Cost accounting model

The main accounting model is:

gross savings = avoided upstream chat completion cost
embedding overhead = cost of semantic lookup/store embedding calls
net savings = gross savings - embedding overhead

For exact cache hits:

net savings ≈ gross savings

For semantic cache hits:

net savings = avoided chat cost - embedding overhead

Exact cache hits do not require embedding lookup. Semantic cache hits avoid upstream chat calls, but require embedding lookup to search for similar cached prompts.

Semantic cache storage can also create embedding overhead because cache misses may be embedded before they are stored for future semantic reuse.
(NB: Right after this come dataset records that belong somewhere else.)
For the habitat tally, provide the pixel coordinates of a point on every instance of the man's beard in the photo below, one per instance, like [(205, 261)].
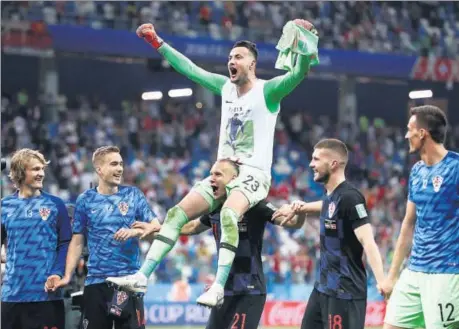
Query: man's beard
[(324, 178), (242, 80)]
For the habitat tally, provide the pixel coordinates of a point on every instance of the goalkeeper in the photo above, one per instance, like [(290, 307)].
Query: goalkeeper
[(249, 110)]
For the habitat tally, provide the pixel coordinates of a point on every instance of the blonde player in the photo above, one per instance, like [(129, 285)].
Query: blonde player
[(250, 107)]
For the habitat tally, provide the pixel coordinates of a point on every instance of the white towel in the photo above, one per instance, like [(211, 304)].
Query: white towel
[(296, 40)]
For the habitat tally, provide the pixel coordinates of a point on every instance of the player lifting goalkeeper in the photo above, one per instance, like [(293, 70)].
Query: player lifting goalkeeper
[(249, 111)]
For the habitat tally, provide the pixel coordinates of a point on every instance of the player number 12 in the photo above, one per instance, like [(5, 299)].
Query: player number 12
[(335, 321), (236, 324), (450, 316)]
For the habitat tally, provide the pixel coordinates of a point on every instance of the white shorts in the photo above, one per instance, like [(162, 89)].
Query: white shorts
[(252, 182), (422, 300)]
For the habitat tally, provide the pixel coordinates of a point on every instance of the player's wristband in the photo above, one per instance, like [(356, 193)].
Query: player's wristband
[(156, 42)]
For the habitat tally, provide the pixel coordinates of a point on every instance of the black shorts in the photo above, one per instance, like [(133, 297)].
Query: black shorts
[(237, 312), (326, 312), (97, 304), (33, 315)]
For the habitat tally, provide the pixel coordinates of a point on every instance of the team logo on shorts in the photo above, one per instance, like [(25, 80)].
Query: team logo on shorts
[(331, 209), (437, 181), (121, 297), (123, 207), (44, 213)]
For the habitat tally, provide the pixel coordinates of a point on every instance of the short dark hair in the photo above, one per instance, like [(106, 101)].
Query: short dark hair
[(433, 119), (249, 45), (334, 145)]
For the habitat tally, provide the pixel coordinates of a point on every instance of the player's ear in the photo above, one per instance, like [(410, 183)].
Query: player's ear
[(422, 133)]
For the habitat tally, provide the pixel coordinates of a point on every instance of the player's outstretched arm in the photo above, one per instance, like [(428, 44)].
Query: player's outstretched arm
[(404, 241), (64, 232), (296, 222), (73, 257), (212, 81), (287, 212), (365, 236), (279, 87)]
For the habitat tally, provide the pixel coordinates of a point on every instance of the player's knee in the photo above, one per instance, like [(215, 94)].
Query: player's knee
[(176, 217), (228, 221)]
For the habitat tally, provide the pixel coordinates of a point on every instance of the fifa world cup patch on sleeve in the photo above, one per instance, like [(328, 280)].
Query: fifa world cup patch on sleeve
[(361, 211)]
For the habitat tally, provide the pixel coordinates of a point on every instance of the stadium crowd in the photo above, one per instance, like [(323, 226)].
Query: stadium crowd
[(420, 28), (168, 146)]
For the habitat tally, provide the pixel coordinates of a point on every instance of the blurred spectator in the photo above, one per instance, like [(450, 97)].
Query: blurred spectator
[(423, 27)]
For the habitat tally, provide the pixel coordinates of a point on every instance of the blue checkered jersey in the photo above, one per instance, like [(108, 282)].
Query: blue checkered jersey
[(342, 273), (99, 217), (37, 232), (435, 192), (246, 276)]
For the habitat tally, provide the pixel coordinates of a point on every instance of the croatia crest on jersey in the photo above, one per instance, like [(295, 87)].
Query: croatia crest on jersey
[(44, 213), (436, 182), (123, 207), (331, 209)]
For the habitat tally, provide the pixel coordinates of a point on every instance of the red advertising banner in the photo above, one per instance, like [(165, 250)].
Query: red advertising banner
[(436, 69), (290, 313)]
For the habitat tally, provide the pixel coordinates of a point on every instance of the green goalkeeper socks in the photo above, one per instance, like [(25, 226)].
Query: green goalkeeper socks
[(228, 244), (165, 240)]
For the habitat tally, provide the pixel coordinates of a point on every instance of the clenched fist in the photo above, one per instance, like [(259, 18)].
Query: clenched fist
[(148, 33), (306, 25)]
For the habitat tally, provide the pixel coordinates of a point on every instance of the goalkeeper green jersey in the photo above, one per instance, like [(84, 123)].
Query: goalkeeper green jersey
[(247, 122)]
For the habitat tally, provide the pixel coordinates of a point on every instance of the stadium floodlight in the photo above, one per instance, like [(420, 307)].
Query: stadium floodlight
[(417, 94), (152, 95), (185, 92)]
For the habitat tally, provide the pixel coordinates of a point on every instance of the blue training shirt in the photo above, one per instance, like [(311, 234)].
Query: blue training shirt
[(38, 233), (99, 217), (435, 192)]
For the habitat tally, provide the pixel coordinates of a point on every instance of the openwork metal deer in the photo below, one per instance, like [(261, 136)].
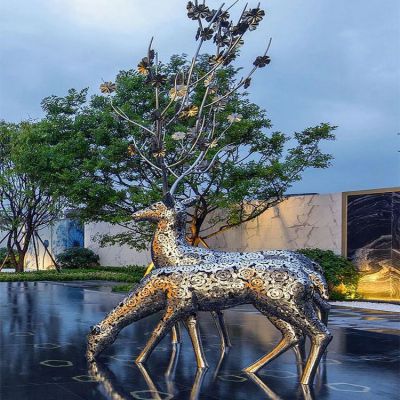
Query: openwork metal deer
[(170, 248), (276, 288)]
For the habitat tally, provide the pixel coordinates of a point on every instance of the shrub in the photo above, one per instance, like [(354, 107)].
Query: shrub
[(77, 257), (341, 275)]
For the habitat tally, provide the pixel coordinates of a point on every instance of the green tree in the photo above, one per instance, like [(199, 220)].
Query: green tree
[(185, 127), (25, 205)]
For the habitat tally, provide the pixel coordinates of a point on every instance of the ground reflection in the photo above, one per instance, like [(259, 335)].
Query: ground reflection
[(42, 341)]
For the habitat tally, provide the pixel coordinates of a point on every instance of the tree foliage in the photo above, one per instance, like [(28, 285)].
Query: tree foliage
[(185, 126), (26, 206)]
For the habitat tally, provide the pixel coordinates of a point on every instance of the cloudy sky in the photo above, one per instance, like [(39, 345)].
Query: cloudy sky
[(336, 62)]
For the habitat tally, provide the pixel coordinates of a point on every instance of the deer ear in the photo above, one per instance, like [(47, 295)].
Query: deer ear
[(168, 200), (189, 202)]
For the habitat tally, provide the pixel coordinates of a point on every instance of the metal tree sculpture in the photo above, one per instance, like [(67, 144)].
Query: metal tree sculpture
[(190, 96)]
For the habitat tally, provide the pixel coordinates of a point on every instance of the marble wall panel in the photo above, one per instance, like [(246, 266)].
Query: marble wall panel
[(372, 241)]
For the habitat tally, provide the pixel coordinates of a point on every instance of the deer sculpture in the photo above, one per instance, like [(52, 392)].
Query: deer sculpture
[(170, 248), (279, 290)]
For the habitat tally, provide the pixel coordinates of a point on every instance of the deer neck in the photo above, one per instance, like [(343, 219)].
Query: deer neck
[(167, 244)]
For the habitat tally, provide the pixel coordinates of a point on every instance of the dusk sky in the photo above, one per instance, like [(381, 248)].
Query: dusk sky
[(336, 62)]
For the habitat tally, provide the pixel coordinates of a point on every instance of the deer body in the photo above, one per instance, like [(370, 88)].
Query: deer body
[(170, 248), (276, 290)]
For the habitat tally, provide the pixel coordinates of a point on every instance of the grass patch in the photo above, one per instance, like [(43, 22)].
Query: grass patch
[(131, 274)]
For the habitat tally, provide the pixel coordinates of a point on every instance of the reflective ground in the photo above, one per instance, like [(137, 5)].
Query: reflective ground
[(43, 328)]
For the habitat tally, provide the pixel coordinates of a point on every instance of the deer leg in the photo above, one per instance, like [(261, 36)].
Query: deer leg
[(176, 334), (159, 332), (320, 338), (222, 331), (290, 337), (193, 330)]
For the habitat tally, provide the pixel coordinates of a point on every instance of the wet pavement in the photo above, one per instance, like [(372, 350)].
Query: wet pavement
[(43, 329)]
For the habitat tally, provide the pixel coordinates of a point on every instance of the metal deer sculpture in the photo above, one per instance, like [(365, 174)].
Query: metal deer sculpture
[(276, 288), (170, 248)]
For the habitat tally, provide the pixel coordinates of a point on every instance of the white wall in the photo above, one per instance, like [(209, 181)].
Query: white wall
[(298, 222), (113, 255)]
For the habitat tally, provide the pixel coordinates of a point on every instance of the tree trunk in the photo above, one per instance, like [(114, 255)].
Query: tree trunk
[(20, 262)]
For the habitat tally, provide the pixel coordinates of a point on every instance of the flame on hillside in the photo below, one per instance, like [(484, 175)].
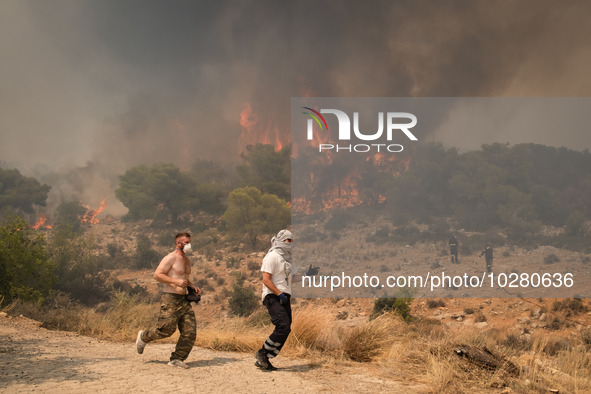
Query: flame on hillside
[(254, 132), (91, 215), (324, 193), (41, 222)]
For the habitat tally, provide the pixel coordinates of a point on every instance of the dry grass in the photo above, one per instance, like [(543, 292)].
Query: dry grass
[(420, 351)]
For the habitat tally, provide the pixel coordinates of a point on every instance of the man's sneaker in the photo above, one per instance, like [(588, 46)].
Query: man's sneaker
[(263, 361), (178, 363), (139, 344)]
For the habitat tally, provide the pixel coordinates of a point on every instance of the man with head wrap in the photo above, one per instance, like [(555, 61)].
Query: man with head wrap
[(277, 270)]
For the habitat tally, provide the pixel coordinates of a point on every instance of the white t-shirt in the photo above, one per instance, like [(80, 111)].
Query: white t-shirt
[(280, 271)]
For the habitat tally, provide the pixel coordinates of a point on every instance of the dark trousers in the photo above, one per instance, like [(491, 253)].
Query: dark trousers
[(281, 318), (453, 250)]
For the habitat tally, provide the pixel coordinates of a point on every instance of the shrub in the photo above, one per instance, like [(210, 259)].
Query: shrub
[(243, 301), (551, 259), (400, 306), (145, 256), (432, 304), (480, 318)]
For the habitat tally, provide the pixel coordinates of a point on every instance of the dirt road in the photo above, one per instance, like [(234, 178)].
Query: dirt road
[(33, 359)]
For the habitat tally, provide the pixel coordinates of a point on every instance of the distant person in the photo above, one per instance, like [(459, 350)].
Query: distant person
[(487, 252), (277, 273), (453, 249), (175, 310)]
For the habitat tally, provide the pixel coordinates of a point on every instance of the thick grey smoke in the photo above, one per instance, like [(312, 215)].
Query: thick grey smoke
[(112, 84)]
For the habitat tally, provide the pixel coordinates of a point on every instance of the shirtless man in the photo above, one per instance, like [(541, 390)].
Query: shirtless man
[(173, 271)]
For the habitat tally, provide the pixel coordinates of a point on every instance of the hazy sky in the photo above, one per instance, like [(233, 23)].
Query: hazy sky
[(112, 84)]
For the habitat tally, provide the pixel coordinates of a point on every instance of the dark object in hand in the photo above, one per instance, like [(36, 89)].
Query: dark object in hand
[(192, 296), (283, 299)]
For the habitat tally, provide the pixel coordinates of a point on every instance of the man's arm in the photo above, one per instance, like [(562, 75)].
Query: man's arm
[(161, 273), (269, 283)]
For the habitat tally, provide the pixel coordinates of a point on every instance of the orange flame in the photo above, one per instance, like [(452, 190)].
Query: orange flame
[(41, 222), (253, 133), (90, 216)]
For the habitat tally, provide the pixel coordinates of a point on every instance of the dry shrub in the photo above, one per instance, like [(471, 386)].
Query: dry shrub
[(235, 334), (442, 373), (313, 329), (365, 342)]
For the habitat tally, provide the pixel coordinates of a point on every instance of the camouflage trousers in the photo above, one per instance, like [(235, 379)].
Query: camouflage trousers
[(175, 311)]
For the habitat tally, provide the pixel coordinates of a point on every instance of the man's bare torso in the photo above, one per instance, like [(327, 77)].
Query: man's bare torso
[(180, 268)]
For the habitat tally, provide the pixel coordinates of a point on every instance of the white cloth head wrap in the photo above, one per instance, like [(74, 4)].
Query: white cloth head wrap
[(280, 245)]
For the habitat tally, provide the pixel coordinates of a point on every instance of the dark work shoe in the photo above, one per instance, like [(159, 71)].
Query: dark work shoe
[(262, 361), (139, 344)]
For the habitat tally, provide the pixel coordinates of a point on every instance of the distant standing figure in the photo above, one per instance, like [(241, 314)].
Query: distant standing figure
[(175, 310), (487, 252), (277, 272), (453, 249)]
If embedding_price is not configured, embedding overhead is treated as 0, and savings may be overestimated.

Runtime metrics

aif_inflight_requests
aif_readiness_state
aif_shutdown_in_progress
aif_shutdown_rejections_total

Note: aif_inflight_requests includes the /metrics request itself.

Provider diagnostics

Upstream provider diagnostics:

aif_upstream_timeouts_total
aif_upstream_request_duration_seconds

Embedding provider diagnostics:

aif_embedding_request_duration_seconds
aif_embedding_timeouts_total

These metrics help diagnose slow or unavailable upstream and embedding providers.

Error metrics

aif_errors_total{class="..."}

Common error classes include:

validation_error
upstream_error
upstream_timeout
upstream_authentication_error
upstream_not_found
upstream_rate_limited
upstream_tls_error
upstream_dns_error
upstream_connect_error
internal_error

These labels help distinguish request validation issues, provider connectivity problems, TLS/certificate errors, upstream rate limits, and internal failures.

Semantic diagnostics

aif_semantic_candidates_checked_total
aif_semantic_threshold_results_total{result="pass"}
aif_semantic_threshold_results_total{result="fail"}
aif_semantic_expired_entries_skipped_total
aif_semantic_lookup_duration_seconds
aif_semantic_store_total
aif_semantic_store_errors_total

These metrics explain semantic cache behavior:

  • how many candidates are checked
  • how often candidates pass or fail the similarity threshold
  • how often expired entries are skipped
  • how long semantic lookup takes
  • whether semantic cache writes are succeeding

Useful PromQL examples

Estimated chat spend by model:

sum by (model) (
increase(aif_model_cost_micro_usd_total[$__range])
) / 1000000

Gross savings by cache type:

sum by (cache_type) (
increase(aif_gross_saved_micro_usd_total[$__range])
) / 1000000

Net savings by cache type:

sum by (cache_type) (
increase(aif_net_saved_micro_usd_total[$__range])
) / 1000000

Embedding overhead by operation:

sum by (operation) (
increase(aif_embedding_overhead_micro_usd_total[$__range])
) / 1000000

Average upstream chat cost per request:

sum by (model) (
rate(aif_model_cost_micro_usd_total[$__rate_interval])
)
/
clamp_min(
sum by (model) (
rate(aif_model_requests_total[$__rate_interval])
),
1
)

Average net saved cost per cache hit:

sum by (model, cache_type) (
rate(aif_net_saved_micro_usd_total[$__rate_interval])
)
/
clamp_min(
sum by (model, cache_type) (
rate(aif_cache_hits_total[$__rate_interval])
),
1
)

Semantic lookup overhead per semantic hit:

sum by (model) (
rate(aif_embedding_overhead_micro_usd_total{operation="lookup"}[$__rate_interval])
)
/
clamp_min(
sum by (model) (
rate(aif_cache_hits_total{cache_type="semantic"}[$__rate_interval])
),
1
)

Pricing configuration

Cost metrics depend on model pricing configured in AI Cost Firewall.

Example:

model_price gpt-4o-mini-2024-07-18 0.15 0.60;
embedding_price 0.020;

Model prices are configured in USD per 1M input/output tokens.

Embedding price is configured in USD per 1M embedding tokens.